La scène se joue à Chiang Mai, lors d’un forum organisé par la Substance Abuse Academic Foundation (SAAF) et le Northern Substance Abuse Academic Centre de l’université de Chiang Mai, avec le soutien de la fondation thaïlandaise pour la promotion de la santé (ThaiHealth). Le constat dressé par les intervenants est alarmant. Plus de la moitié des nouvelles affaires de délinquance juvénile en Thaïlande sont désormais liées aux stupéfiants.
Kittichai Lueakuakul, membre du comité de la fondation, a présenté les données 2026 du Department of Juvenile Observation and Protection. Sur 13.741 nouveaux dossiers ouverts contre des mineurs, 7.041 concernent des infractions liées à la drogue, soit plus de 51%. Une proportion qu’il qualifie de preuve d’une crise grandissante chez les jeunes.
La meth moins chère qu’un repas
Le comprimé de méthamphétamine, le yaba local, se négocie désormais entre 30 et 50 bahts... Cette chute des prix rend la drogue accessible à n’importe qui. Pour Watcharapong Phumchuen, directeur de la fondation, les structures sociales fragiles, pressions économiques, environnement communautaire dégradé sont les principales causes de cette crise. Selon lui, les arrestations et la répression ne suffisent plus.
Il plaide plutôt pour une prévention de terrain, portée par les communautés et appuyée par une sensibilisation publique plus large, qui réduirait les occasions d’accès à la drogue avant même que les jeunes n’y soient confrontés.
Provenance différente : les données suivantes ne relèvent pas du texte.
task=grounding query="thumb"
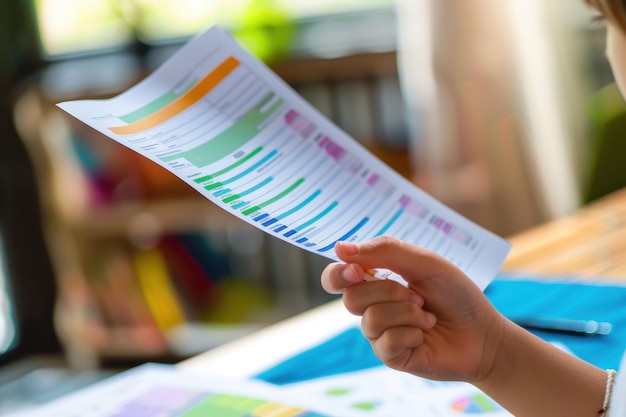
[335,236,460,284]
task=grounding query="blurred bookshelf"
[14,4,412,368]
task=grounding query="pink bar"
[326,143,345,160]
[285,110,298,124]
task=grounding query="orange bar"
[109,56,239,135]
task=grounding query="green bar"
[194,146,263,183]
[120,91,179,123]
[204,181,224,191]
[242,178,304,216]
[161,93,283,168]
[181,394,267,417]
[120,80,198,123]
[472,395,497,411]
[222,194,241,203]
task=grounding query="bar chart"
[59,24,508,287]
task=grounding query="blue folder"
[256,275,626,385]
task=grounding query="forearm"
[476,322,607,417]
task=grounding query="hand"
[322,237,506,383]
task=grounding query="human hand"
[321,237,505,383]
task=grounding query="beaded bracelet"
[598,369,617,417]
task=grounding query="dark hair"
[583,0,626,32]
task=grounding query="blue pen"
[511,317,613,335]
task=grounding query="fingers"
[335,236,456,283]
[361,301,436,340]
[322,263,364,294]
[370,327,424,369]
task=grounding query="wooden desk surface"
[503,189,626,280]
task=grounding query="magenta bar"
[326,143,346,161]
[285,110,298,124]
[317,136,330,148]
[367,174,379,185]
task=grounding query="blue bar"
[222,151,277,184]
[318,217,369,252]
[376,209,404,236]
[296,201,339,232]
[254,213,269,222]
[239,177,274,197]
[232,201,249,210]
[213,188,232,197]
[276,190,322,220]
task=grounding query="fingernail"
[409,294,424,307]
[424,311,437,327]
[341,265,359,284]
[338,242,359,256]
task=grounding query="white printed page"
[59,27,510,289]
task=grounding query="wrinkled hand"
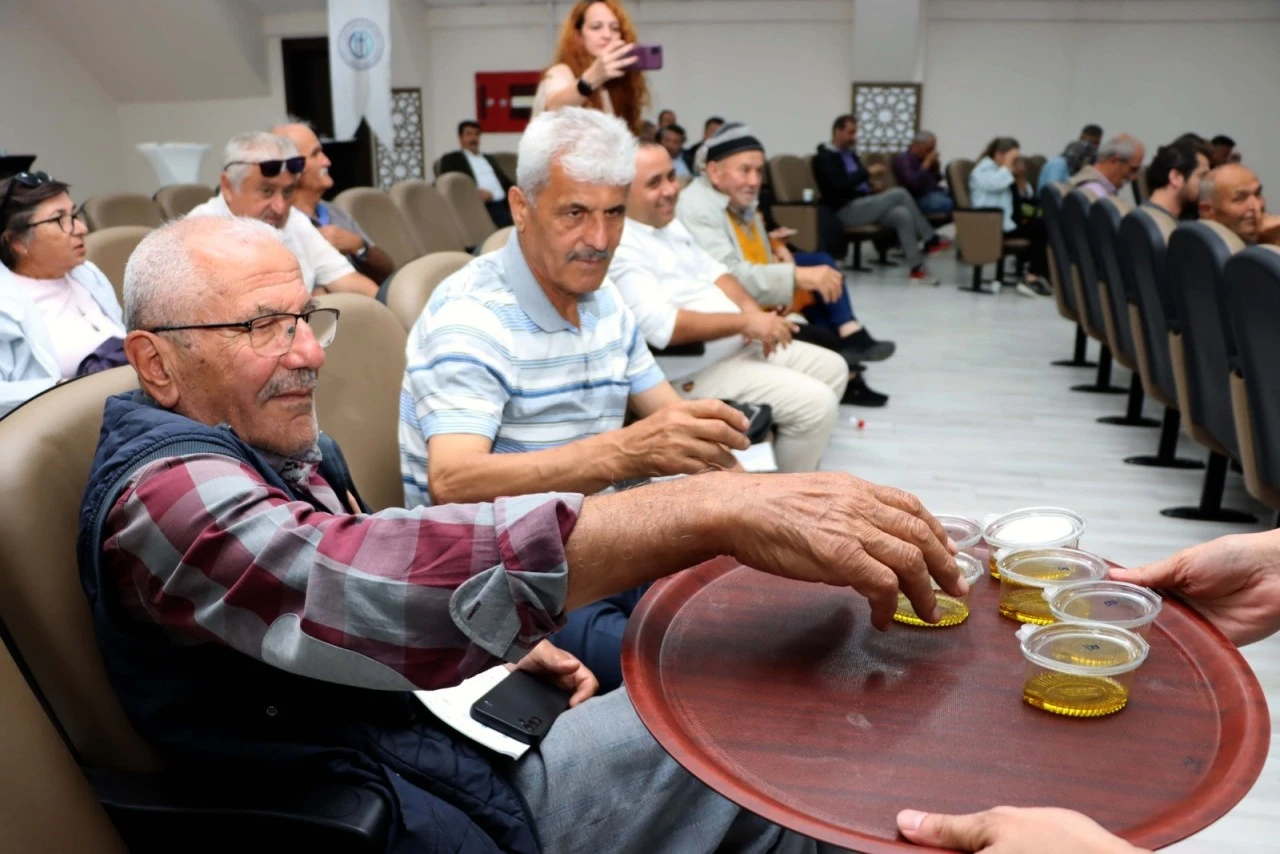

Construire la résilience des plus jeunes avant qu’ils ne croisent la drogue, dit-il, compte tout autant que la répression elle-même.
Enfin, le forum a présenté cinq études de cas comme pistes de politiques publiques, dont une recherche sur l’accès des mineurs aux cigarettes électroniques à Chiang Mai, contre lesquelles la Thaïlande mène une répression sévère depuis des années.